Eye surgeons all over the world believe that laser cataract surgery will eventually replace traditional cataract surgery, in the same way that blade-free LASIK has replaced LASIK with a blade at all premium laser centres.
All patients at the Halifax Eye Institute will have a choice between traditional cataract surgery and laser cataract surgery. There is an extra charge above MSI for advanced technology implants as well as for astigmatism reduction or control.
Better self-sealing incisions with less chance of leakage
The laser precisely creates all the necessary incisions in the cornea. Unlike those made by a hand-held blade during traditional surgery, the laser incisions have a unique architecture and a more precise width that allows them to seal better.
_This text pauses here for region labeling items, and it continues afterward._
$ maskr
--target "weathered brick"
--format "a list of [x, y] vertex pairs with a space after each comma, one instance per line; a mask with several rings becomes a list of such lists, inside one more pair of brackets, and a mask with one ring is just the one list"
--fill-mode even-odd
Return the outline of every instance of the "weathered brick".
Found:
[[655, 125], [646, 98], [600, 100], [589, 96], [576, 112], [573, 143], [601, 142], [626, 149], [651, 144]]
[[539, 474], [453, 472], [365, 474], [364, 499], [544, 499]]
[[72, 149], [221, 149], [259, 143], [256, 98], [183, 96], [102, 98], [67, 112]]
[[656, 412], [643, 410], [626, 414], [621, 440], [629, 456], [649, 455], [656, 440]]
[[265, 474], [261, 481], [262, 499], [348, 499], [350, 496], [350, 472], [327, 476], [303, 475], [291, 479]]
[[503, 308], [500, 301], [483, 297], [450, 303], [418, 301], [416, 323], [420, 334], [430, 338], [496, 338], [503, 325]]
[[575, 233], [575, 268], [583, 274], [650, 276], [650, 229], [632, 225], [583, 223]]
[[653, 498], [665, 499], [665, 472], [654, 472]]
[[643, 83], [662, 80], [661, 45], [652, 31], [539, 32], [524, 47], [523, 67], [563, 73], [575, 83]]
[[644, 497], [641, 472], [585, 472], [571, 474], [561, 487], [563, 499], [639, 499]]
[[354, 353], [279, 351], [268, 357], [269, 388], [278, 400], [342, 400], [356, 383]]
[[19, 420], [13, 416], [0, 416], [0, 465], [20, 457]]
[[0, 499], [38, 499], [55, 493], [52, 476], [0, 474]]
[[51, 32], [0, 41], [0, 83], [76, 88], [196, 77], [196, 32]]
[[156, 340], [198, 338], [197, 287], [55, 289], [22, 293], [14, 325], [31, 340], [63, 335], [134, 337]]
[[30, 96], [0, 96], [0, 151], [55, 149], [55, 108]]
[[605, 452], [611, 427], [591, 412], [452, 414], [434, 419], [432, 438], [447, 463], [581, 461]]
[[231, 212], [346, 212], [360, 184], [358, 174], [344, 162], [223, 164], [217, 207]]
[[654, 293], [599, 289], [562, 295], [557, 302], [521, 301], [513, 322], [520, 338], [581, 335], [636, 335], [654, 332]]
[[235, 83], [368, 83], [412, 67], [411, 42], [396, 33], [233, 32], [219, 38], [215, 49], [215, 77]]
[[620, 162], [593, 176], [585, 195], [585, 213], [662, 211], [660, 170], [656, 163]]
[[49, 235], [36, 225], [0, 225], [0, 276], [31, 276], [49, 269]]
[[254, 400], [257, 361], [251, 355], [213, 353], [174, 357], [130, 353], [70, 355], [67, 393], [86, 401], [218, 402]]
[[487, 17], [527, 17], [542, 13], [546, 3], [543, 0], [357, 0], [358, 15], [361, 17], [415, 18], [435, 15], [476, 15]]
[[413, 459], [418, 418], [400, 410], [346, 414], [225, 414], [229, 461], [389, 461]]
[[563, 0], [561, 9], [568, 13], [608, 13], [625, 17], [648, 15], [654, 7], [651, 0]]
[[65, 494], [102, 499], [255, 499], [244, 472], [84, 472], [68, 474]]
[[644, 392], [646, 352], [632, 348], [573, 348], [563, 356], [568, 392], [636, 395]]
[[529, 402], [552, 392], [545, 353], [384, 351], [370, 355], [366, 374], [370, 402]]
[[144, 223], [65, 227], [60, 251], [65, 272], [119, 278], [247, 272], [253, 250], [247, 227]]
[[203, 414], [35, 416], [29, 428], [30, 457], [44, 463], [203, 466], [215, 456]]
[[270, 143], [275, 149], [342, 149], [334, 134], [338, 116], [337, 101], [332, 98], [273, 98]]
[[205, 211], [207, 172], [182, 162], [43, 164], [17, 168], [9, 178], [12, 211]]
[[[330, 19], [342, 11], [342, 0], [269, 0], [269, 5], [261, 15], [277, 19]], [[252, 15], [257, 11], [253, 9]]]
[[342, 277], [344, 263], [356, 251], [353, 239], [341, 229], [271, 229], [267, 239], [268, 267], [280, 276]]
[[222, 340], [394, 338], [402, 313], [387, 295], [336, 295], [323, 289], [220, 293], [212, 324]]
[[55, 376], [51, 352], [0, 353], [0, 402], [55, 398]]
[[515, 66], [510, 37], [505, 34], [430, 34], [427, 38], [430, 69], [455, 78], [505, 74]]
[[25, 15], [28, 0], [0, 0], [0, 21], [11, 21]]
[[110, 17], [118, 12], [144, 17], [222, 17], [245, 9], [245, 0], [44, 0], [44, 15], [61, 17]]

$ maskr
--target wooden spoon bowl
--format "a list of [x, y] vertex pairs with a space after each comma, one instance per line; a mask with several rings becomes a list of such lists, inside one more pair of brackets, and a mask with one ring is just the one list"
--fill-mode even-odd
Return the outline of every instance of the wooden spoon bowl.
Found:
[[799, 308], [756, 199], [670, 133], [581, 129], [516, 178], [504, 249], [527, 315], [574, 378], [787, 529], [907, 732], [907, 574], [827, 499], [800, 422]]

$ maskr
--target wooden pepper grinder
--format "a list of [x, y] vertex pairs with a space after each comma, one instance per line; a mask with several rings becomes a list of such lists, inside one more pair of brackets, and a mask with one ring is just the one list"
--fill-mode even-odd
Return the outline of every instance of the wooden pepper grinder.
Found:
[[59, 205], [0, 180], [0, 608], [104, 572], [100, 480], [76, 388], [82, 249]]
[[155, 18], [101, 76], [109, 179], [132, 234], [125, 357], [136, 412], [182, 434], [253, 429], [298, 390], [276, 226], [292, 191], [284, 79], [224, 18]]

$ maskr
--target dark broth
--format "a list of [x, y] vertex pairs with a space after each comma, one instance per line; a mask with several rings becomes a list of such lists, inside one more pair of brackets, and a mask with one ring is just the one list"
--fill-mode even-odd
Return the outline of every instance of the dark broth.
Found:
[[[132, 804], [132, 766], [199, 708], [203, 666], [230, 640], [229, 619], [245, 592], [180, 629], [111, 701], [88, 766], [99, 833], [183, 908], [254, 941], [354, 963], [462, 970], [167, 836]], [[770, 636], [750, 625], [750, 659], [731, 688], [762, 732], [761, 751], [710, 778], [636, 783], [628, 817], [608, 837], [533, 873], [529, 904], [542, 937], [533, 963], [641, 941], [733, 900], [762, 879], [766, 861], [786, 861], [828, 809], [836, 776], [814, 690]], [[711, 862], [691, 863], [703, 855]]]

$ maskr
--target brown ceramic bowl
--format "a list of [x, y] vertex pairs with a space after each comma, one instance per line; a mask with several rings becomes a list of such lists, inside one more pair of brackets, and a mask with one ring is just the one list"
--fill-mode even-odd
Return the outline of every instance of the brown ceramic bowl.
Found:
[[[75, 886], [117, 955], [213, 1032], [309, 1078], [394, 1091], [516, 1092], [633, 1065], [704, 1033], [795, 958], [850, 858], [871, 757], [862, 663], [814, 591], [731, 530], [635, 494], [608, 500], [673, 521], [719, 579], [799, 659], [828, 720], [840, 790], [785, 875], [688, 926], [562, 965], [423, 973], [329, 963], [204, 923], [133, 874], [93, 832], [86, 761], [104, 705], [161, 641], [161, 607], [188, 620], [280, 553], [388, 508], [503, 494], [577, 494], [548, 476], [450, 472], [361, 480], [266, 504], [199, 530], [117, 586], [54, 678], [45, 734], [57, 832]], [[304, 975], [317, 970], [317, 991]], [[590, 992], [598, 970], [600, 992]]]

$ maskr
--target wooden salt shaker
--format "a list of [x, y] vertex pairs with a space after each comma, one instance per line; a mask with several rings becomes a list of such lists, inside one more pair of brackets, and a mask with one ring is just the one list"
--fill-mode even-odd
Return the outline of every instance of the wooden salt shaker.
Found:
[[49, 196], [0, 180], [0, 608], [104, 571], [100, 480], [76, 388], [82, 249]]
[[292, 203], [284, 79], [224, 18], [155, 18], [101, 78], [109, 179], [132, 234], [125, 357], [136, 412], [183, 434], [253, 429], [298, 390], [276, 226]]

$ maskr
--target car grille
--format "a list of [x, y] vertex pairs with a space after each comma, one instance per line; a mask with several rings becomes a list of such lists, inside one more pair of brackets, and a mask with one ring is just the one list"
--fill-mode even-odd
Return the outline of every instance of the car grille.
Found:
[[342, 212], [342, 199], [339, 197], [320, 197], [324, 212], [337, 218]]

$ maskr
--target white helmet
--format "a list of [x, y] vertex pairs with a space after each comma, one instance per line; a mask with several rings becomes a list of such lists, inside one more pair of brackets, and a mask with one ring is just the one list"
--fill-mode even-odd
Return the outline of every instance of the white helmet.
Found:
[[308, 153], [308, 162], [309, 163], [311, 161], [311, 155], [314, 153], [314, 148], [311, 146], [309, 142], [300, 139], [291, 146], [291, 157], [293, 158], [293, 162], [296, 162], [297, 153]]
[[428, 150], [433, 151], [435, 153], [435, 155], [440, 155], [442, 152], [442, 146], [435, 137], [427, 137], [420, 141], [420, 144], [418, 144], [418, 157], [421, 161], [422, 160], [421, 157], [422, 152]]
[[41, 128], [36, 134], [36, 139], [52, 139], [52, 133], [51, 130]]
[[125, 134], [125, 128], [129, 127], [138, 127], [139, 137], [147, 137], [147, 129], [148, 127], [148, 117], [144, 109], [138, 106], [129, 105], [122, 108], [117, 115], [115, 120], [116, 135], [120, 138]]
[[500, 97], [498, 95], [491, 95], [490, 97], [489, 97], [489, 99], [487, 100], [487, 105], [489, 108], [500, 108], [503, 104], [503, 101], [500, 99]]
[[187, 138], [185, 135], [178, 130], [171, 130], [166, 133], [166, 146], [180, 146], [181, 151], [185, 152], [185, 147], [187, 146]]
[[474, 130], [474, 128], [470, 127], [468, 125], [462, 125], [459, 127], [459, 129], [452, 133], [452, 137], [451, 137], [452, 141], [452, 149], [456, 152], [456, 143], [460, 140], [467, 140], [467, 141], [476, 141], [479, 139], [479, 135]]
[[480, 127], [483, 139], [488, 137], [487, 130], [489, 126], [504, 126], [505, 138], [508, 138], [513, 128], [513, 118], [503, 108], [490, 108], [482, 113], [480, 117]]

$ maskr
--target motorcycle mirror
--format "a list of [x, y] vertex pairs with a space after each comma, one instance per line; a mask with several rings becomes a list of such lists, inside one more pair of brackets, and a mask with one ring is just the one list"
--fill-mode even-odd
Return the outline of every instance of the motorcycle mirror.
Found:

More accurate reduction of astigmatism and enhanced comfort
The laser incisions to reduce astigmatism are created at a precise length and depth based on intraoperative imaging using an OCT (optical coherence tomography). An OCT provides higher resolution than an MRI. The incisions are created below the corneal epithelium, which provides enhanced comfort. Limbal relaxing incisions with traditional surgery are performed with a hand-held blade.
Potential for better quality of vision
This is because of a more accurate final resting position of the intraocular implant. The laser can create a perfectly round central opening in the anterior capsule of a specific size. The capsule opening can be centered over the visual axis. The intraocular lens is held in place with the remaining capsule. With a more precise capsule opening there is less chance that the intraocular implant will vault forward, backward or be tilted. This has been shown to result in better quality of vision with a reduction in higher-order aberrations.
Potential for clearer vision early postoperatively
The laser is used to fragment or break the cataract into small pieces before being removed with ultrasound. Approximately 95 percent less ultrasound energy is required to liquefy and remove the cataract; reduced energy is safer for the long-term health of the corneal endothelial cells and may lead to clearer vision in the early postoperative period.
Pending approval, the laser cataract surgery procedure at Halifax Eye Institute will proceed as follows:
Anaesthetic drops are instilled into the eye.
You are taken into the Laser Cataract Suite.
The laser is utilized to make the corneal incisions, reduce or control the astigmatism, create a circular opening in the anterior capsule of the cataract and fragment the cataract.
Your eye and lids are cleaned with a disinfectant solution.
A sterile drape, with a small opening for the eye, is placed over your head and body.
A small speculum is used to keep your eyelids from closing.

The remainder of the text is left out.